Written By: Richard Wenk and Lewis John Carlino.
Starring: Jason Statham (Arthur Bishop), Ben Foster (Steve McKenna), Tony Goldwyn (Dean), Donald Sutherland (Harry McKenna), Jeff Chase (Burke), Mini Anden (Sarah).
I haven’t seen the original version of The Mechanic starring Charles Bronson, but I bet it differs quite a bit from this new one. For one thing, action movies have become much more elaborate (not better) since 1972 when the first film came out. But on a more important level, Bronson was one of the last in a line of actors that included John Wayne, Lee Marvin and Robert Mitchum as stoic and silent men, who never complained, but had faces where you could read the pain life had caused them. In contrast, Jason Statham is just as silent as those other actors, but has a boring face that tells us nothing. He isn’t silent because he has been beaten down by life – he’s silent because he has nothing interesting to say. Luckily this new version also includes Ben Foster, an actor who never shies away from going completely over the top – a trait I love him for.
The Mechanic stars Statham as Arthur, an assassin (which apparently has a code name of a Mechanic). He has worked for Harry (Donald Sutherland) for years, and he is the best at what he does. He specializes in pulling off jobs where no one even suspects foul play was involved. Then he gets a new contract from Harry’s boss Dean (Tony Goldwyn) – to take out Harry himself. Dean tells Arthur that Harry has betrayed them, and as such needs to be taken out. Arthur can do it himself, or they can go to someone else. Arthur takes the job, and fulfills his duties. But then he runs into Harry’s estranged son Steve (Foster), and feels guilty. Steve is self destructive, so to “save” him, Arthur decides to teach him how to become a mechanic like himself. Of course, the secrets buried in the film – the double crosses, the revenge, everything will eventually surface – but not until a hell of a lot of bodies pile up.

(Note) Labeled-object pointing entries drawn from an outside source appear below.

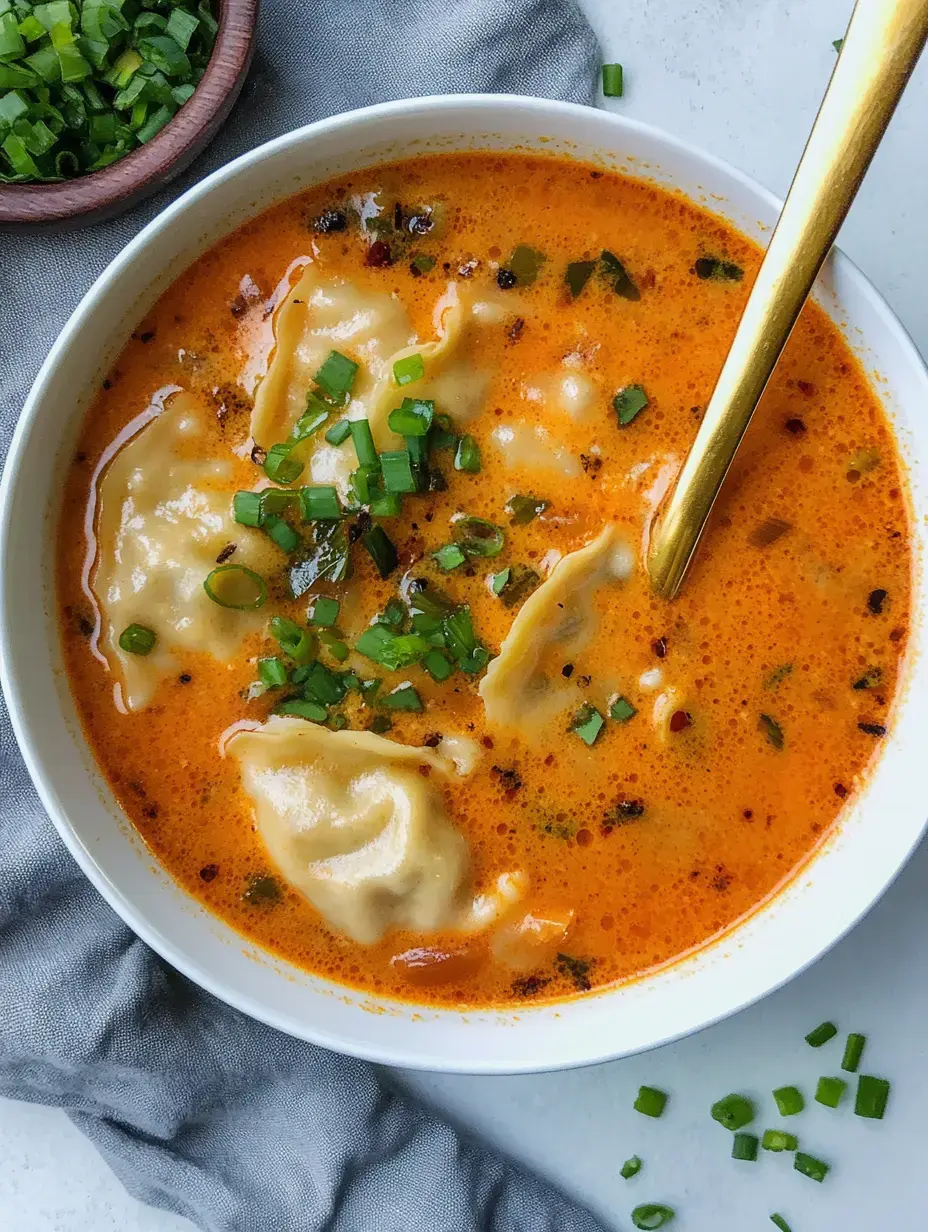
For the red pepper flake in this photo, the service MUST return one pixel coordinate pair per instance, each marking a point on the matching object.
(378, 254)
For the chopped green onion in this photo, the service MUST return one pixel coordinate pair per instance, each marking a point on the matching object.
(578, 275)
(789, 1100)
(871, 1097)
(438, 665)
(319, 503)
(629, 403)
(234, 585)
(744, 1146)
(413, 418)
(467, 457)
(630, 1168)
(476, 536)
(651, 1102)
(525, 264)
(302, 709)
(733, 1111)
(822, 1034)
(339, 433)
(408, 370)
(282, 534)
(325, 611)
(296, 642)
(525, 509)
(381, 550)
(652, 1215)
(337, 375)
(853, 1052)
(397, 471)
(449, 557)
(587, 723)
(613, 80)
(272, 672)
(137, 640)
(402, 697)
(810, 1167)
(779, 1140)
(364, 444)
(830, 1092)
(621, 710)
(280, 466)
(333, 643)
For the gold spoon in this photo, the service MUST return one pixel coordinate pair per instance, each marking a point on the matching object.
(883, 43)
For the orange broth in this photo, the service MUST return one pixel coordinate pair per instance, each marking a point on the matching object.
(784, 647)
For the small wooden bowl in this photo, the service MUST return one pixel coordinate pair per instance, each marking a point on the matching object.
(104, 194)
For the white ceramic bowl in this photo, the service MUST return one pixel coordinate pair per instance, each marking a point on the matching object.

The film, director by Simon West (Con Air) is high on action, and for once doesn’t skimp on the blood either. I tire of action movies where dozens of people get shot, and there is no blood, no mess afterwards – so if The Mechanic gets one thing right it’s in the violence it shows – when people get shot here, it’s bloody, it’s messy and it hurts. That’s not to say there isn’t a bunch of over the top action sequences in the movie – there are – and for the most part they are handled well by West, who is never going to be mistaken for a great filmmaker, but knows how to stage an action sequence without resorting to the type of rapid fire editing most action movies employ that give me a headache, and make the action incomprehensible.
I have never really warmed to Statham as an actor. He can be charming and funny, but even in his best work – the early films he did with Guy Ritchie – his characters have struck me as hollow and empty, and his work here is no different. He is saved by the work of Ben Foster, who is full of nervous ticks, and a psychotic gleam in his eye that I simply cannot get enough of. If a great director gives Foster a decent bad guy role, he will knock it out of the park as he has in movies like this, Hostage, Alpha Dog, 30 Days of Night and 3:10 to Yuma – he just needs to be in a better movie. Donald Sutherland adds a little old school charm to his brief role as well. Tony Goldwyn is as bland and generic as he normally is as the bad guy.
Overall, I quite enjoyed The Mechanic for West’s direction and Foster’s great performance. This is the type of action movie that I still enjoy, even as it runs down one cliché after another. In fact, had the movie ended one or two scenes earlier, I most likely would have upped my rating by half a star. But the movie insists on giving us a “happy” ending, which makes no sense, since no one in the movie is really a good guy – and no one deserves a happy ending. The Mechanic is a fun time waster for most of its running time, but its ending angered me.